UnpackAvro
Unpacks the first selected embedded-schema Avro object container file into schema, container metadata, and decoded record content.
Parameters
| Name | Description | Allowed Values | Required | Default |
|---|---|---|---|---|
| containerMetadataFilenameSuffix | Suffix used when includeContainerMetadataFile is true | string | .container-metadata.json | |
| contentIndexes | List of content indexes to include or exclude | integer (list) | ||
| contentSuffix | Suffix used when recordOutputMode is NDJSON | string | .content.ndjson | |
| contentTags | List of content tags to include or exclude, matching any | string (list) | ||
| excludeContentIndexes | Exclude specified content indexes | boolean | false | |
| excludeContentTags | Exclude specified content tags | boolean | false | |
| excludeFilePatterns | Exclude specified file patterns | boolean | false | |
| excludeMediaTypes | Exclude specified media types | boolean | false | |
| filePatterns | List of file patterns to include or exclude, supporting wildcards (*) | string (list) | ||
| includeContainerMetadataFile | Whether to write container metadata as a JSON content | boolean | true | |
| includeSchemaFile | Whether to write the Avro schema as a JSON content | boolean | false | |
| individualRecordSeparator | Separator inserted before the numbered file index when recordOutputMode is INDIVIDUAL_JSON | string | . | |
| individualRecordSuffix | Suffix used for each numbered record file when recordOutputMode is INDIVIDUAL_JSON | string | .json | |
| jsonArraySuffix | Suffix used when recordOutputMode is JSON_ARRAY | string | .content.json | |
| mediaTypes | List of media types to consider, supporting wildcards (*) | string (list) | ||
| recordOutputMode | How decoded Avro records should be written | NDJSON JSON_ARRAY INDIVIDUAL_JSON | NDJSON | |
| retainExistingContent | Retain the existing content | boolean | false | |
| schemaFilenameSuffix | Suffix used when includeSchemaFile is true | string | .schema.json |
Input
Content
Input content to act on may be selected (or inversely selected using the exclude parameters) with contentIndexes, mediaTypes, and/or filePatterns.
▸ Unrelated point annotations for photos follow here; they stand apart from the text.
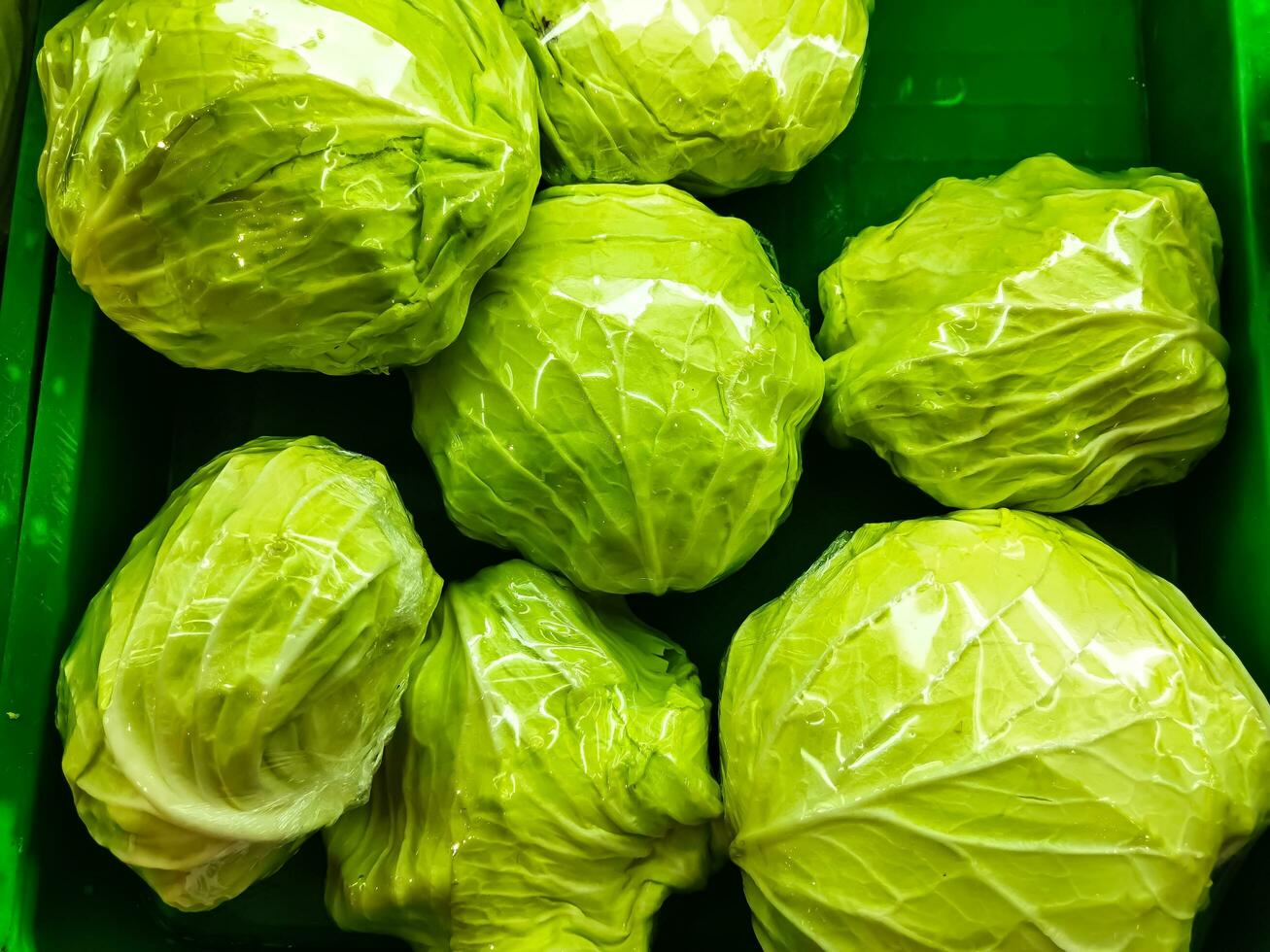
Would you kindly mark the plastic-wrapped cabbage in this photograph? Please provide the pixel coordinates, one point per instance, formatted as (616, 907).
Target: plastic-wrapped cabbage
(302, 185)
(231, 688)
(628, 398)
(1046, 339)
(547, 787)
(714, 95)
(985, 731)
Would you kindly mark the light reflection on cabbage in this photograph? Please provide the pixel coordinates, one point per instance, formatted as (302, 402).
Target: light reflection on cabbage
(628, 398)
(231, 687)
(985, 731)
(1045, 339)
(304, 185)
(711, 95)
(549, 783)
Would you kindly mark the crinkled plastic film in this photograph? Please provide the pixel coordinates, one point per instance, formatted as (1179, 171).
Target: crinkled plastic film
(549, 783)
(232, 684)
(300, 185)
(983, 731)
(711, 95)
(1046, 339)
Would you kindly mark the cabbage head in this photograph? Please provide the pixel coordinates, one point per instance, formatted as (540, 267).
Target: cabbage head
(628, 398)
(300, 185)
(712, 95)
(985, 731)
(231, 688)
(547, 786)
(1046, 339)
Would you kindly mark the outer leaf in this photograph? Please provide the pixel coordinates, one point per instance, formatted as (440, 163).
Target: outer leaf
(231, 688)
(628, 400)
(714, 95)
(985, 731)
(307, 185)
(549, 785)
(1046, 339)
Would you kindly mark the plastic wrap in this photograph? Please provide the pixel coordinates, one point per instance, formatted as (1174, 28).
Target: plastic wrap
(1045, 339)
(712, 95)
(304, 185)
(628, 398)
(985, 731)
(232, 684)
(549, 783)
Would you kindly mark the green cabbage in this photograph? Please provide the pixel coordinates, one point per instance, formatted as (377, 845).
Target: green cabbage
(714, 95)
(985, 731)
(549, 783)
(231, 688)
(628, 397)
(15, 20)
(1046, 339)
(306, 185)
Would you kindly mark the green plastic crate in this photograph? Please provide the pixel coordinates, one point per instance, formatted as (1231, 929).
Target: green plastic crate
(960, 87)
(27, 261)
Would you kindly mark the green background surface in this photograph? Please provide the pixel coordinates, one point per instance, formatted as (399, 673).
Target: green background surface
(962, 87)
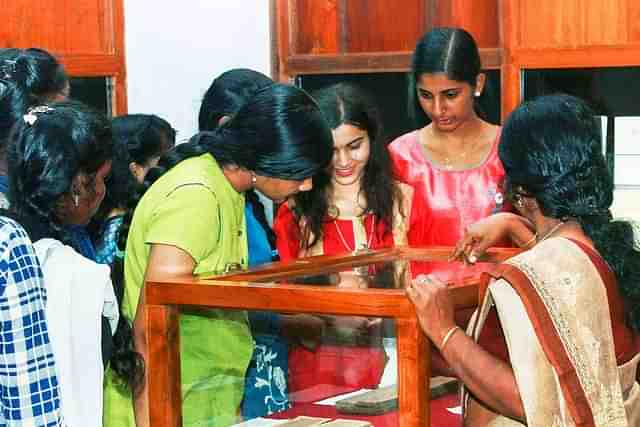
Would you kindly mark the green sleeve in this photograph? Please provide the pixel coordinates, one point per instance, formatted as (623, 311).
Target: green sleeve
(189, 219)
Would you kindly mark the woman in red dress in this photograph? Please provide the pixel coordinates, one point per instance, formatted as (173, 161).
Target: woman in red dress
(354, 205)
(451, 161)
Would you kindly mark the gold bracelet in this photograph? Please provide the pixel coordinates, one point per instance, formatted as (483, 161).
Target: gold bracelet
(530, 241)
(448, 336)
Selected content must be an Avro object container file with an embedded schema.
If multiple contents are selected, only the first selected content is unpacked. To unpack multiple Avro files independently, split the DeltaFile before this action.
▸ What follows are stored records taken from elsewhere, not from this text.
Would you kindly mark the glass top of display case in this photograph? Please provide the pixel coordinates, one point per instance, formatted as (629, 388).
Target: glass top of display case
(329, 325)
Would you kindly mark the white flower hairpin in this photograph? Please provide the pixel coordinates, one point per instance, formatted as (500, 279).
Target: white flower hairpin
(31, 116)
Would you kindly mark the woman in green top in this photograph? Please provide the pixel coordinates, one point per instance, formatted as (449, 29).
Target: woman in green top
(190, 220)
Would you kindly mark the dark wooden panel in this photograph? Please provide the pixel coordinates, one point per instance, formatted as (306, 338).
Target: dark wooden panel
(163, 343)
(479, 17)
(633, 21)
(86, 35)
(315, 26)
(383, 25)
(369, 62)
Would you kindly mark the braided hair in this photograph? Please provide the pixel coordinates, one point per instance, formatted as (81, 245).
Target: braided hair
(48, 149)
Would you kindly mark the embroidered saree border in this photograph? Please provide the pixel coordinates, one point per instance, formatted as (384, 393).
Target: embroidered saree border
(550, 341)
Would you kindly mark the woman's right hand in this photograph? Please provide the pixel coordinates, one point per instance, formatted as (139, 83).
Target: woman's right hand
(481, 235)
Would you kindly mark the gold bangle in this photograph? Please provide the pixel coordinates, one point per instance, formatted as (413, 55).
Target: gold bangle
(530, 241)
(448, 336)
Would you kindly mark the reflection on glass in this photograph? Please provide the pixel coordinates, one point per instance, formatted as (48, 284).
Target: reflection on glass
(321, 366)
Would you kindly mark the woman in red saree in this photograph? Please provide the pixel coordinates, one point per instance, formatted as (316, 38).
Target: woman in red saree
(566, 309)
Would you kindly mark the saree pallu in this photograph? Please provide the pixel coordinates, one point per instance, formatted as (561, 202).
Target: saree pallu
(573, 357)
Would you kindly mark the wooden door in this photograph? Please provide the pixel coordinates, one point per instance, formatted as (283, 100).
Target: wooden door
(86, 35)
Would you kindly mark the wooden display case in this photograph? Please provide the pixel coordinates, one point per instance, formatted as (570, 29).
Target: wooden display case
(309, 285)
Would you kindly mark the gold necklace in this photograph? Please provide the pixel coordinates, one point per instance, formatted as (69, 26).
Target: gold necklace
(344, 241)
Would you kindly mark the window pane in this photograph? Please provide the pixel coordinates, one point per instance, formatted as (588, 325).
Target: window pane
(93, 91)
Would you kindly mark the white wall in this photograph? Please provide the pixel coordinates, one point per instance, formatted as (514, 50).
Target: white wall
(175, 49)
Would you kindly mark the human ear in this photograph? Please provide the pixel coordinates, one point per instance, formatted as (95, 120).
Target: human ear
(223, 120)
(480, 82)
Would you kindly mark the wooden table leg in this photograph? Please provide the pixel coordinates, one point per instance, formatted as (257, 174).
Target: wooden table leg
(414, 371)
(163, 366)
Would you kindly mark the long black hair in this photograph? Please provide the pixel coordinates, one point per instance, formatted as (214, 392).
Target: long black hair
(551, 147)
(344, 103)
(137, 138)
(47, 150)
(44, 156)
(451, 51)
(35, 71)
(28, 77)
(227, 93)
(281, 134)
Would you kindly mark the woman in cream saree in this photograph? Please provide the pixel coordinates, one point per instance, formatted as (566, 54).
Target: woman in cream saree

This action does not support raw binary Avro that relies on an external schema, or Confluent-style wire formats that carry a schema registry identifier instead of a full embedded Avro container header.
Output
Content
The first selected Avro content is replaced by derived contents unless retainExistingContent is true.
Additional selected or unselected content is passed through unchanged.
By default, decoded record content and container metadata are written.
When enabled, the schema is written to <base>.schema.json.
When enabled, container metadata is written to <base>.container-metadata.json as a flat JSON map of custom Avro header metadata keys to Base64 values.
Decoded Avro records can be written either as:
- a single newline-delimited JSON content when recordOutputMode is NDJSON
- a single JSON array content when recordOutputMode is JSON_ARRAY
- multiple numbered JSON contents when recordOutputMode is INDIVIDUAL_JSON
The default numbered file pattern is <base>.1.json, <base>.2.json, etc.
The DeltaFile metadata is also updated with avroRecordCount, and with avroCodec when present in the Avro container header.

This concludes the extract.